Now I have to confess that at around this point, I stopped taking notes. There was absolutely nothing going on save for a repeat of the stagnant period of the first half. We’d win the ball, we’d throw it around a bit and we’d lose it. Wuss would have the ball, not have a plan, and we’d either win it back or they’d do something dodgy and the referee would hand it back to us. The only exception to this was when it seemed there was a resurrection of the bad feeling between Wuss and LaaLaa as again Rob was pinned to the floor with a member of the opposition trying to stove his head in. The Touch judge saw it, dragged the Worcester player off but the referee chose to ignore it.

Barry came on for Tofty. The magic boot, on its first kiss of the ball, sent it beautifully to touch on the Wuss 10m line. Irish won the ball (from a huge throw which went much further than the players expected it to and ended up in Irish arms more by luck than judgement!) and progressed towards the Wuss line but were frustrated time and time again and the frustration seemed to bring out the petulant child in the Worcester no.4.

However, they siezed their moment and the ball moved swiftly to the other end of play so that Irish were forced to defend their own line from 5m. There seemed to be a number of infringements going unpunished before a messy ball was cleared by Barry. Spud and Awesome were replaced by Reid and Gussie, Hodgson and Russell were replaced by Barrett and Paice and Nick the Ball was replaced by Strudders. I’d be able to give you the times of these replacements if Worcester had a clock!
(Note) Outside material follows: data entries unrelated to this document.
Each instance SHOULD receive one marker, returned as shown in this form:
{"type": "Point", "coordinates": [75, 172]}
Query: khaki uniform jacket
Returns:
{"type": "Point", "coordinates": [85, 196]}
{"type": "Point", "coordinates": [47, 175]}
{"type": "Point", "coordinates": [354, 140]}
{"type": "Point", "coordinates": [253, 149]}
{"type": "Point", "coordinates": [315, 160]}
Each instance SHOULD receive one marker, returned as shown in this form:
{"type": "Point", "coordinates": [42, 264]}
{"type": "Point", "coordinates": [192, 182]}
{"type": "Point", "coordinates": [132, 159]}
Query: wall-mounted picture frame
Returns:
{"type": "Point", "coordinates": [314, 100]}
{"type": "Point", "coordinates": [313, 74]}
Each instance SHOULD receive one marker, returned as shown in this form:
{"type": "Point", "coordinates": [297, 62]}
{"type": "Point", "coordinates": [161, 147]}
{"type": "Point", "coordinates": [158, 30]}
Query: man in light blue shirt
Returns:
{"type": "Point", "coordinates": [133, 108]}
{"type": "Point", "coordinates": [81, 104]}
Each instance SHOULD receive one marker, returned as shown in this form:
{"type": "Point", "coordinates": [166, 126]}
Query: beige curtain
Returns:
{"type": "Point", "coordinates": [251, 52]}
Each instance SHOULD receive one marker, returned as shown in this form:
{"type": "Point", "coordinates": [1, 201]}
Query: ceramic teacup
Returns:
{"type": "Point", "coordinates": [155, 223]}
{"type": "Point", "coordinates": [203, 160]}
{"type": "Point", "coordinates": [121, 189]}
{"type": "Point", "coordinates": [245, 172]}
Mike Catt scored a peachy drop goal just around about the time that those around me thought was full time but the ref played on.

And on.

And on.

Wuss, to their credit did not give up. They pushed and pushed and made a right shambles of our scrum. We were driven back a fair distance and it is possible that had the momentum continued and had Irish not maintained their rock-solid defence then a try might have been scored. It’s possible but we’ll never know because the Referee decreed that a try-preventing infringement had occurred and awarded a penalty try. We were totally gob-smacked until someone pointed out that it was the rugby equivalent of a mercy shag, then it made perfect sense.

Wuss converted and the man with the whistle, after what seemed like 9 days of added time, finally played the longed-for note. Full time and the score was Worcester 7 – Irish 9.

In conclusion, Worcester obviously had a plan to stop us playing rugby. Had we been on fire, then I think they’d have struggled. We weren’t and they didn’t! Our defence was heroic and Hodgson’s try-saving tackle earns him my MoTM nomination, he was enormous!!